Is Print or Digital Version of Paper Better?

a sketch of two women reading- one has a tablet and the other has a newspaper.
Is print or digital version of paper better? Image credit:

Dear Ms. Smartphone: My teen daughter plans to read a newspaper every day this summer. Her English teacher suggested she do this. The past school year was tough (tenth grade). The grades went down and she had difficulty making friends. But, shame on us- we did not clarify whether the print or digital version of the paper was better. My daughter insists on having a digital subscription that she will read on a phone or tablet. Good choice?  I don’t agree at all. Maggy, the Mom

Dear Maggy: You are on to something “newsworthy” here.  Over the past ten years, phones and teens have become inseparable, but they are not using them to learn about the bigger, outside world. The suggestion that your teen read a paper is a good one, but it loses many benefits if she insists on the digital version. It’s not about the technology, but rather how teens use it. Beginning and ending the day with a digital check-it is not a healthy behavior. 

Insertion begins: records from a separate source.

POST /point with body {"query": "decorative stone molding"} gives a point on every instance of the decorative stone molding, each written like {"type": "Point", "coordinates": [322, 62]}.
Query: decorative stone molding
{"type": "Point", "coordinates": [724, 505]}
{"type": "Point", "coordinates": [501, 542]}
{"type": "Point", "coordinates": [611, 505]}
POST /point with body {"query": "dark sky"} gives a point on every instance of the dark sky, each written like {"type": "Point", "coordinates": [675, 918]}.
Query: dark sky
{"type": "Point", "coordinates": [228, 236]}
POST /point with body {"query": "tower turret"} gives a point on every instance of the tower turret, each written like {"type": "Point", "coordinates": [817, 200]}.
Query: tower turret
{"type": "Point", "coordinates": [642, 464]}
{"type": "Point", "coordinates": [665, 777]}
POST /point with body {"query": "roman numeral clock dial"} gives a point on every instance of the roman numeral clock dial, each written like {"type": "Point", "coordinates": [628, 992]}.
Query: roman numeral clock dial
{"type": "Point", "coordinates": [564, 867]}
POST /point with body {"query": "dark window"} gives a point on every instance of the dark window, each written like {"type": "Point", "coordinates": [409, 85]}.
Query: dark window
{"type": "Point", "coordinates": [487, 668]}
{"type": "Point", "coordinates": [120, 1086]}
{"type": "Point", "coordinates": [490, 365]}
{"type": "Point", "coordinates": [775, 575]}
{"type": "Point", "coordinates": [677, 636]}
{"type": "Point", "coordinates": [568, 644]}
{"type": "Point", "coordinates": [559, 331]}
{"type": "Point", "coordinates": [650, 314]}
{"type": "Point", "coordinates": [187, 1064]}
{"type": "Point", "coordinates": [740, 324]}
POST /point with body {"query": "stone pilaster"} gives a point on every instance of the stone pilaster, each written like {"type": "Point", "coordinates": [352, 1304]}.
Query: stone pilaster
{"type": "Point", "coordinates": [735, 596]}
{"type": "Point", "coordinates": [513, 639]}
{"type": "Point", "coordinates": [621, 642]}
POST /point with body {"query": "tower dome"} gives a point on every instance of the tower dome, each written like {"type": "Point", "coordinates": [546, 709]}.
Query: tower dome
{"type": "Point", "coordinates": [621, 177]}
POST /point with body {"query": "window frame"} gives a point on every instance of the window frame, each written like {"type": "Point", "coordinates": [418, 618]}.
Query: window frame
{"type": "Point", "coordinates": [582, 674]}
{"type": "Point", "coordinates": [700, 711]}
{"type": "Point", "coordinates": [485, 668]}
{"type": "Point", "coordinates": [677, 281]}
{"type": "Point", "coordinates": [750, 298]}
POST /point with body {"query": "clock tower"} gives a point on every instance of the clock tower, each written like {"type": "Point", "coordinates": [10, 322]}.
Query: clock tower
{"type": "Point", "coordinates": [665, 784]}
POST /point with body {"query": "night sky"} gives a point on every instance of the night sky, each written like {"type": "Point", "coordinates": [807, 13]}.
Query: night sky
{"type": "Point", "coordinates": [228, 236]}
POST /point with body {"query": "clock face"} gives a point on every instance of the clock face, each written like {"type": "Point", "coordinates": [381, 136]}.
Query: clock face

Teens average more than 8 hours a day on screens.  Many never go off-line at all and end up sleeping with phones in their bed. The presence of the phone is thought to interrupt with sleep cycles, and using the phone ‘bookends’ the beginning and end of their waking day. During the teen age years kids “try on” different personalities and they post about them on social media. It’s  complicated and I do simplify. But the issue, much discussed in mental health circles, is that teens are more likely to feel depressed and unstable when they come to depend on validation from outside sources like social media. They may feel mocked, left out, or inadequate.

Waking up and starting the day by reading a newspaper (in print) encourages a different course of action. Granted, newspapers  also present a selected stream. But they strive to present a larger world, and report on events taking place elsewhere.  Readers are invited to step outside themselves into something larger. It’s a different experience  than say picking up the phone or tablet. There, algorithms  put the reader at the center of a filter bubble with personally engaging topics and images. They also create hyper individualized ads to sell ideas and needs.

So, that brings me directly to your question of whether this new habit should be done digitally or on paper. The print edition should  reduce the total amount of screen time your teen spends online, and also ensure that she does not get distracted by outside links and incoming notifications.

You have to factor in that digital readers tend to skim, not read in-depth. Some time ago  I read that when the UK Independent went to a digital version online readers spent only 6 minutes a month. Before the digital version, the average print reader spend 37 to 50 minutes a day!  Although newspapers like the NewYork Times like to boast about the number of digital subscribers, it’s about the advertising revenue- not the amount of time spent on the content.  When it comes to comprehension and attention, your daughter should stick to the print version. That’s probably what the English teacher had in mind.

A related factor has to do with making friends, something you also mentioned. As Sherry Turkle makes clear in her 2015 book called “Reclaiming Conversation” we are losing the ability to talk with each other and share. She says that with less conversation we become less empathic, less connected, less creative, and less fulfilled.  In this time of divided opinions and bifurcated politics it’s a rare person that can honor multiple viewpoints. Reading the editorials and letters-to-the editor should help reclaim this.

But, it’s not just about civics. Newspapers also have crossword puzzles, comics, sporting news, horoscopes, (even advice columns!). These are not as ‘sexy’ as social media, but they have the potential to extend time spent off-line. 

One of the key things to think about  as you set out on this change is to examine your own media habits. Does your household subscribe to one or more print papers, and are they spread out on the kitchen table or another visible spot? Alternatively, is the TV turned on in the background and are you multitasking on your phone too? It’s hard to ask your teen daughter to pick up a new habit if you do not model it for her. If you do, this new summer reading habit should extend all year.